During the two day May consultation, Toroama tabled a short timeline of the main steps towards achieving independence in 2025.
It included that, at the end of 2022, self-government would be achieved for Bougainville.
This would involve establishing a constituent assembly which by the end of 2024 would present “feedback on the draft Independent Bougainville Constitution”.
PNG’s prime minister James Marape did not reject Bougainville’s independence demand outright.
He expressed concern, however, that Bougainville independence could provide a precedent for other parts of PNG to secede leading to the dissolution of PNG.
Marape also expressed unease about Bougainville’s capacity to manage independence.
Meanwhile, Toroama has challenged all Bougainville public service departments to become ‘independence-ready’, a significant and multi-faceted ABG initiative illustrating the extent and depth of commitment to the goal of early independence.

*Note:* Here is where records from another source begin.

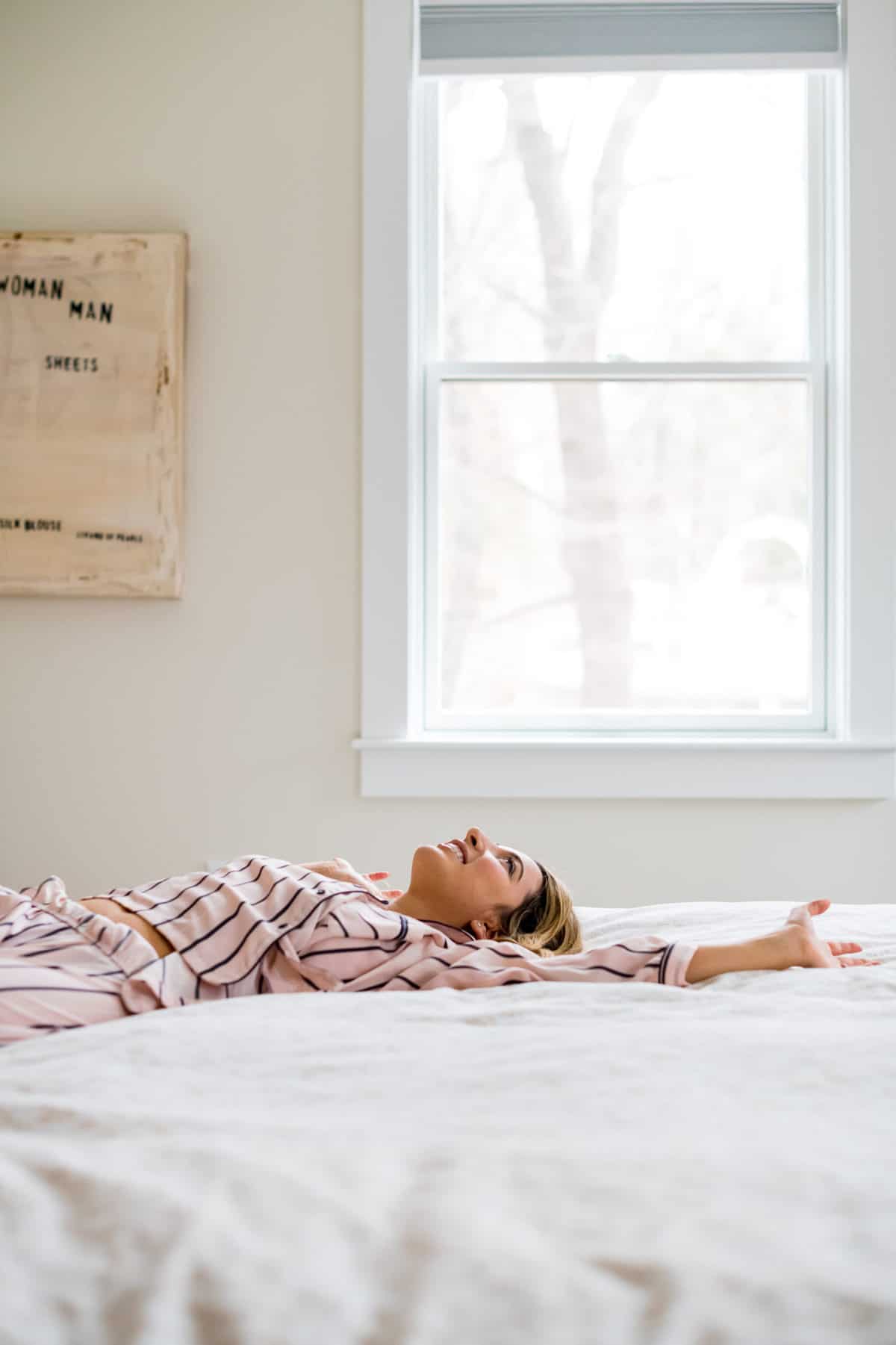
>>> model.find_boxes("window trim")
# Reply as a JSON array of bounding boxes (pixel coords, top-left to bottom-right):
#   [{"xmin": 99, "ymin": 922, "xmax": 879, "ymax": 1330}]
[{"xmin": 352, "ymin": 0, "xmax": 896, "ymax": 799}]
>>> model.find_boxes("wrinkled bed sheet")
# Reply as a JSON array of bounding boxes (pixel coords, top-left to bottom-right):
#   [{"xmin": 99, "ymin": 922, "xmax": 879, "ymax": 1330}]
[{"xmin": 0, "ymin": 901, "xmax": 896, "ymax": 1345}]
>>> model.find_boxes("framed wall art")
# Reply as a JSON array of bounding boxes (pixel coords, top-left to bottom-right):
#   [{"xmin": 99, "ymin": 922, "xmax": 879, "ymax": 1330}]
[{"xmin": 0, "ymin": 233, "xmax": 187, "ymax": 597}]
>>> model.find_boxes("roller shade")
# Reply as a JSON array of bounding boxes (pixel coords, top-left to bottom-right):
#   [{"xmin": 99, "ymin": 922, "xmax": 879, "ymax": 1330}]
[{"xmin": 420, "ymin": 0, "xmax": 842, "ymax": 74}]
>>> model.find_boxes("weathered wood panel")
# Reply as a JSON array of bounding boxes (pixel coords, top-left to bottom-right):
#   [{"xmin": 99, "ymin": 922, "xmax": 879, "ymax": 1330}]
[{"xmin": 0, "ymin": 233, "xmax": 187, "ymax": 597}]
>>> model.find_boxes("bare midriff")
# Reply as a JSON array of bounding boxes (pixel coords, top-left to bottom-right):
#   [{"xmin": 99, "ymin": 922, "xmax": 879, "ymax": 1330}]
[{"xmin": 79, "ymin": 897, "xmax": 173, "ymax": 957}]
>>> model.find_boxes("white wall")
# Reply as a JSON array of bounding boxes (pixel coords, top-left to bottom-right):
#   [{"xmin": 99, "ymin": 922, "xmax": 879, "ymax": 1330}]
[{"xmin": 0, "ymin": 0, "xmax": 896, "ymax": 905}]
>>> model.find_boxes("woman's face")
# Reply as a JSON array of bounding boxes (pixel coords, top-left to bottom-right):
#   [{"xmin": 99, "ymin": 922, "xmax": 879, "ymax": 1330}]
[{"xmin": 397, "ymin": 827, "xmax": 542, "ymax": 939}]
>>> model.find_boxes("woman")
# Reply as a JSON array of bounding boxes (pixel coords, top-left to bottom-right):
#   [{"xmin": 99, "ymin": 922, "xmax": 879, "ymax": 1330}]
[{"xmin": 0, "ymin": 827, "xmax": 877, "ymax": 1044}]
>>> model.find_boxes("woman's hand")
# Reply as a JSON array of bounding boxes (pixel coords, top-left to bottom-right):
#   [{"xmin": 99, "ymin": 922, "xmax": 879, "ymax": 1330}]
[{"xmin": 302, "ymin": 858, "xmax": 402, "ymax": 897}]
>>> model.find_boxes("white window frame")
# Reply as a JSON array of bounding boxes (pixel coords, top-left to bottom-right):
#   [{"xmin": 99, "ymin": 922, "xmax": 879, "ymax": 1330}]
[{"xmin": 352, "ymin": 0, "xmax": 896, "ymax": 799}]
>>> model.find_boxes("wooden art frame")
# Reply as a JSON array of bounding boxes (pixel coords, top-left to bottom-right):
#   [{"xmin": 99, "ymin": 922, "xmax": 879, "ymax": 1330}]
[{"xmin": 0, "ymin": 232, "xmax": 187, "ymax": 597}]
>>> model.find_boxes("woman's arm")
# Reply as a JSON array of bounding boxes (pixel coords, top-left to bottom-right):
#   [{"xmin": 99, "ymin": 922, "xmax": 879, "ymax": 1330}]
[{"xmin": 685, "ymin": 900, "xmax": 880, "ymax": 984}]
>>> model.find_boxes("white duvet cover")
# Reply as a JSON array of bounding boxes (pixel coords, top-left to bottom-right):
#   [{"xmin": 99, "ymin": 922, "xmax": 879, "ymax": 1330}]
[{"xmin": 0, "ymin": 901, "xmax": 896, "ymax": 1345}]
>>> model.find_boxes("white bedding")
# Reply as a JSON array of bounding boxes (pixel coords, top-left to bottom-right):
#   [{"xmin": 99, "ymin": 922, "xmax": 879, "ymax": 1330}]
[{"xmin": 0, "ymin": 901, "xmax": 896, "ymax": 1345}]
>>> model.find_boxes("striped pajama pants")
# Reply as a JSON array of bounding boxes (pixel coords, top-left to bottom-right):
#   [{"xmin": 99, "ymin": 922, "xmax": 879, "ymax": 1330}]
[{"xmin": 0, "ymin": 875, "xmax": 159, "ymax": 1046}]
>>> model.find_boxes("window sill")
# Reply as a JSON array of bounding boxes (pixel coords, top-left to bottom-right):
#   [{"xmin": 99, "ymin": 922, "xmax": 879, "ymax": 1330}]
[{"xmin": 352, "ymin": 734, "xmax": 896, "ymax": 799}]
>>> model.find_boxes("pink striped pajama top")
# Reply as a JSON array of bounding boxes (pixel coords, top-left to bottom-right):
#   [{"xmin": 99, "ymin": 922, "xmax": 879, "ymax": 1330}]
[{"xmin": 101, "ymin": 854, "xmax": 697, "ymax": 1013}]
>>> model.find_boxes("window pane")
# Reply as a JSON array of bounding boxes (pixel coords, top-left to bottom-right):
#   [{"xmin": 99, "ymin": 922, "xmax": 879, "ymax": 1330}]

The program was launched by a late 2020 resolution of the ABG House of Representatives inspired by a highly successful ‘referendum-ready’ program which made significant contributions to local-level referendum-awareness.
The independence-ready program has a similar constituency-based focus and involves issues of economic development and generating the sustainable government revenue needed to support independence.

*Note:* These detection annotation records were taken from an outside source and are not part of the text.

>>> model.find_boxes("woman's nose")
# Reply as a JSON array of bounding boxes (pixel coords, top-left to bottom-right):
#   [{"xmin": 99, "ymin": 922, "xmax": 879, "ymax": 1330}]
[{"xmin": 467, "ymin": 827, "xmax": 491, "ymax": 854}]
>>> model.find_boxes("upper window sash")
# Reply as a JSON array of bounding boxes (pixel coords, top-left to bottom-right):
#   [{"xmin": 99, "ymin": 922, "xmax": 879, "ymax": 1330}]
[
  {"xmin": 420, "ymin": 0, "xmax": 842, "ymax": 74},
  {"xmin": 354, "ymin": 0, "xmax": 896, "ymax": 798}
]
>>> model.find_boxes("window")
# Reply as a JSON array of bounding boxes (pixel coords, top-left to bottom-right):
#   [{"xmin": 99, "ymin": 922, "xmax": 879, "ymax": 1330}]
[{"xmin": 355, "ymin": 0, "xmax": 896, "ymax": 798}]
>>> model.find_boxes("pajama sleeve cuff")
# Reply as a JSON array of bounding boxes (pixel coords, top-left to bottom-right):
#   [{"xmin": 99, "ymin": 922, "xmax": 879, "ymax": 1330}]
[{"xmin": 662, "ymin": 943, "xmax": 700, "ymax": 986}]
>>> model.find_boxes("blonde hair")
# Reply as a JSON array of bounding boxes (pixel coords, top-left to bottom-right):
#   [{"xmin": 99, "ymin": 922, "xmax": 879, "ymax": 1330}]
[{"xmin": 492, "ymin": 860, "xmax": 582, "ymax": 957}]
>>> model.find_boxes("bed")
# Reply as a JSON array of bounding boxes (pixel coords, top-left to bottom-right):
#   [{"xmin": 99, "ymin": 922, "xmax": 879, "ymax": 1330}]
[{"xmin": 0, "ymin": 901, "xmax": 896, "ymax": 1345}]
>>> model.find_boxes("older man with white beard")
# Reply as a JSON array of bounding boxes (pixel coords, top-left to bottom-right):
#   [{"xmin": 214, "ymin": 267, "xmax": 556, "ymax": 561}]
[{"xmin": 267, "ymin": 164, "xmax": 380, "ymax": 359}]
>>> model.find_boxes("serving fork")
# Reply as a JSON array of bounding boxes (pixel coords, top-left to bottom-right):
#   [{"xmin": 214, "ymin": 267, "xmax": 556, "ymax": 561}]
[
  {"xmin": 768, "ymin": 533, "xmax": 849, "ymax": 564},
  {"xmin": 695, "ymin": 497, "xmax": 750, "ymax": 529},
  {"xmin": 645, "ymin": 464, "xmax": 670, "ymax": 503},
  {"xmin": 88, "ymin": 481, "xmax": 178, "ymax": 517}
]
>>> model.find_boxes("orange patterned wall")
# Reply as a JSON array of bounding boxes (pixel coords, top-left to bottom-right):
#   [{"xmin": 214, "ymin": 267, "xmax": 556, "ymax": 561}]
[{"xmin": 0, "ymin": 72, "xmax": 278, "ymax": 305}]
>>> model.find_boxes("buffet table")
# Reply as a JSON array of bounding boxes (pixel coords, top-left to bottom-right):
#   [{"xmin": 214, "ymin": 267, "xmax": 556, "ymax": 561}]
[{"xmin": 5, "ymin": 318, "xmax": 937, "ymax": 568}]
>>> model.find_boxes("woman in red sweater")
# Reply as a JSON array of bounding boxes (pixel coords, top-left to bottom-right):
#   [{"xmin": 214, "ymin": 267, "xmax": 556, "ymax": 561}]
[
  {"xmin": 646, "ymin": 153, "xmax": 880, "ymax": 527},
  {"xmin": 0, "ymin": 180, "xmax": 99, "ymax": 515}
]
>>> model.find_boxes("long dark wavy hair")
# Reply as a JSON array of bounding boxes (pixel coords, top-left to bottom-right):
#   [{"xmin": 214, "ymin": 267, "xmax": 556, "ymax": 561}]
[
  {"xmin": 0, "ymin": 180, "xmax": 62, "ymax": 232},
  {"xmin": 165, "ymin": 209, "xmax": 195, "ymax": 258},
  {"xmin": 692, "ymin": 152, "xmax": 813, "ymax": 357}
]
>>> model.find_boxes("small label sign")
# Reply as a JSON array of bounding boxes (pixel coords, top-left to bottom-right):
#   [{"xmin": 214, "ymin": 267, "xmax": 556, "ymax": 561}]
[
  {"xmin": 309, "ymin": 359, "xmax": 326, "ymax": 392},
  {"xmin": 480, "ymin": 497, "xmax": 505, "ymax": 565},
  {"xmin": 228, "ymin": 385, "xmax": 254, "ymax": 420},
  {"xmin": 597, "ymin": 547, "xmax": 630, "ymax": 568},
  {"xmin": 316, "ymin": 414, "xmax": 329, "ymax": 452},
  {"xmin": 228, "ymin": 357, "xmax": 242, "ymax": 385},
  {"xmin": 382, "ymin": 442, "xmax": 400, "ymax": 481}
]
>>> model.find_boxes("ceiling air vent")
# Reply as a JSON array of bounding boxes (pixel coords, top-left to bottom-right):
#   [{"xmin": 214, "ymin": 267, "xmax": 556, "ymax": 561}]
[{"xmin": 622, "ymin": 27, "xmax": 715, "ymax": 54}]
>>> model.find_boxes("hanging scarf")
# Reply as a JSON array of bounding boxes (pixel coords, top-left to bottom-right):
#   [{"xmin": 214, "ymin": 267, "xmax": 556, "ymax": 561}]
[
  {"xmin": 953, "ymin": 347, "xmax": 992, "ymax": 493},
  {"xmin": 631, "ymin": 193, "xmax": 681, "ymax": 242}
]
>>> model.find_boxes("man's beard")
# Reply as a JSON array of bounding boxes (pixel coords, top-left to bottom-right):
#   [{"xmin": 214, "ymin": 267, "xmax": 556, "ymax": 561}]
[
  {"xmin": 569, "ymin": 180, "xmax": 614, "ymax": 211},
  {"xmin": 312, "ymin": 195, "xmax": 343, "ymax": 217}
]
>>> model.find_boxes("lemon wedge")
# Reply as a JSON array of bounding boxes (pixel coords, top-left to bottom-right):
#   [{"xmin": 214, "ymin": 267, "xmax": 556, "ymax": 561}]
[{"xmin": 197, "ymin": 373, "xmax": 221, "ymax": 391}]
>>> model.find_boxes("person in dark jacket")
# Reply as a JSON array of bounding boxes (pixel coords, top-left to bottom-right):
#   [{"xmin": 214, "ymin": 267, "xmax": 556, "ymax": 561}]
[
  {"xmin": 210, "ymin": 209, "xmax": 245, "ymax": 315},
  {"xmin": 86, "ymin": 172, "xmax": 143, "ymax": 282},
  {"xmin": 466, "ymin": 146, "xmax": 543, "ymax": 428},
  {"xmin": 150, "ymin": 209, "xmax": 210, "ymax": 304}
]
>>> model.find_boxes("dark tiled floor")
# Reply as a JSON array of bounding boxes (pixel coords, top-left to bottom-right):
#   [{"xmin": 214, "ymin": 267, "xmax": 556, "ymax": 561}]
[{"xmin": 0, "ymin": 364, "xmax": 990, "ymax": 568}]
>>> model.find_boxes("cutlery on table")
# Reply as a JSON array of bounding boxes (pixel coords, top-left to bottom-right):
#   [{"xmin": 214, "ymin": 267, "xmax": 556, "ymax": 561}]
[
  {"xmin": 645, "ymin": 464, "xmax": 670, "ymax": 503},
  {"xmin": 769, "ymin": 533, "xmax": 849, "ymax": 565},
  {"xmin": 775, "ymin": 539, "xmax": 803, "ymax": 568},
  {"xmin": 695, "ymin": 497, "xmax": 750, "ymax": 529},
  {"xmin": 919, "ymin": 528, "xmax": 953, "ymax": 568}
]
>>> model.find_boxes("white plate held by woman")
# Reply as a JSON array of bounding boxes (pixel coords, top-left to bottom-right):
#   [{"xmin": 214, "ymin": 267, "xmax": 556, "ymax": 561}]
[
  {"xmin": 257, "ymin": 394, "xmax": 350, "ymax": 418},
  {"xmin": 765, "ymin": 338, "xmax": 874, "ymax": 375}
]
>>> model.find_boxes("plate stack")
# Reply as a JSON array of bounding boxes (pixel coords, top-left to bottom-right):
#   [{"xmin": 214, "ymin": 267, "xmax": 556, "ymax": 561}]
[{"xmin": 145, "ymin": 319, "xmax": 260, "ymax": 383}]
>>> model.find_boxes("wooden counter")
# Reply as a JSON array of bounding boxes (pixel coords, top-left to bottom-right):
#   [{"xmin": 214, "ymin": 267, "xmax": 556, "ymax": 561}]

The ABG accepts the conclusions of research undertaken for the PNG National Research Institute since 2018 by economist Satish Chand and others indicating that an independent Bougainville is likely to need a budget two to three times its current budget.

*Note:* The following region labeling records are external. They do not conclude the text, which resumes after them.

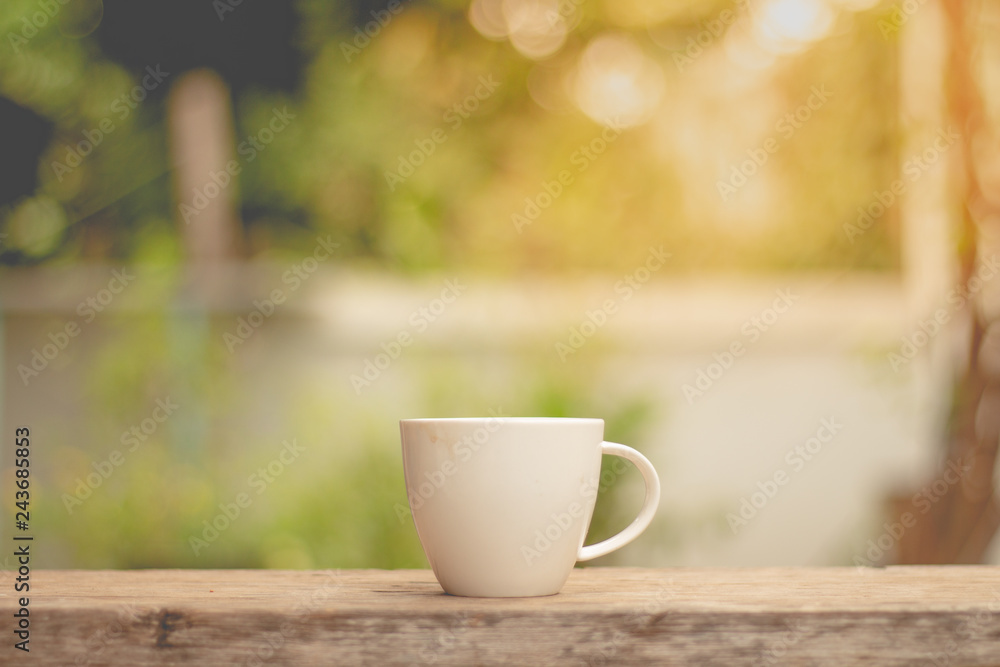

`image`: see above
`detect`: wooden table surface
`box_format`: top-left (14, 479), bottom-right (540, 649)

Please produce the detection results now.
top-left (0, 566), bottom-right (1000, 667)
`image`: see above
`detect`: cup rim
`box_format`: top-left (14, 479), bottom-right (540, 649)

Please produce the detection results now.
top-left (399, 417), bottom-right (604, 424)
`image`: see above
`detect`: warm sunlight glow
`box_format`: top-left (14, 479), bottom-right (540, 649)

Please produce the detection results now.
top-left (754, 0), bottom-right (836, 53)
top-left (574, 35), bottom-right (663, 126)
top-left (503, 0), bottom-right (568, 60)
top-left (469, 0), bottom-right (508, 40)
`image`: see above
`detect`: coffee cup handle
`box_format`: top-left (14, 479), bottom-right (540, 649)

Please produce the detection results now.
top-left (576, 442), bottom-right (660, 561)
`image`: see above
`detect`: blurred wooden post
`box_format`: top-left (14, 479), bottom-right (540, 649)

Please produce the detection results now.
top-left (167, 70), bottom-right (240, 458)
top-left (894, 0), bottom-right (1000, 563)
top-left (168, 70), bottom-right (238, 269)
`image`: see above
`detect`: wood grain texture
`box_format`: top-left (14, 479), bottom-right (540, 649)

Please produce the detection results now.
top-left (0, 566), bottom-right (1000, 667)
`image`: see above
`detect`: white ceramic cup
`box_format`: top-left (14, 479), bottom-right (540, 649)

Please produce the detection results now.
top-left (399, 416), bottom-right (660, 597)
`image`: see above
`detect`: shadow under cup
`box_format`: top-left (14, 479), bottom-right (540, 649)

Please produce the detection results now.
top-left (400, 417), bottom-right (659, 597)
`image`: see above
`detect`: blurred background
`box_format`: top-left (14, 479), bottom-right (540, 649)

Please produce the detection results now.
top-left (0, 0), bottom-right (1000, 568)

The 2020 ABG budget was about K440 million (K151 million recurrent and K242 million capital expenditure).
Internal revenue sources in 2020 (some under PNG control but nevertheless derived locally, such as goods and service tax and tuna licence revenues) were estimated at K30 million, about 16% of the total budget.
The independence-ready program responds to the internal revenue deficit through awareness efforts encouraging all Bougainvilleans, including resource owners, to engage in income-earning activities (wage employment, cash crop production, or establishing businesses) with a view to contributing to economic growth, and also encouraging people to be tax payers, contributing to the proposed independent government’s revenue base.
Bougainville is also exploring what it should receive from PNG’s current share of revenue from a regionally administered Pacific tuna fishing licence scheme for fishing in Bougainville-associated waters, which Chand estimates could range from K30 million to K130 million a year.
Toroama also talks of proposed new ABG supported business ventures, part funded by the ABG (US$19 million) and investors (US$100 million), creating 2,000 new jobs.
Recognising the difficulties likely to be involved in gaining international community recognition as a new state and gain UN membership, the ABG cabinet recently established a Ministerial Committee on International Relations that will be ‘cultivating international support’ for independence.
It is clearly going to be difficult for PNG to persuade the Bougainville leaders to accept anything short of full independence.
Neighbouring countries need to be aware of the direction that the consultations are taking and the difficulties likely to arise in reaching compromises in the initial consultation process, and perhaps beyond.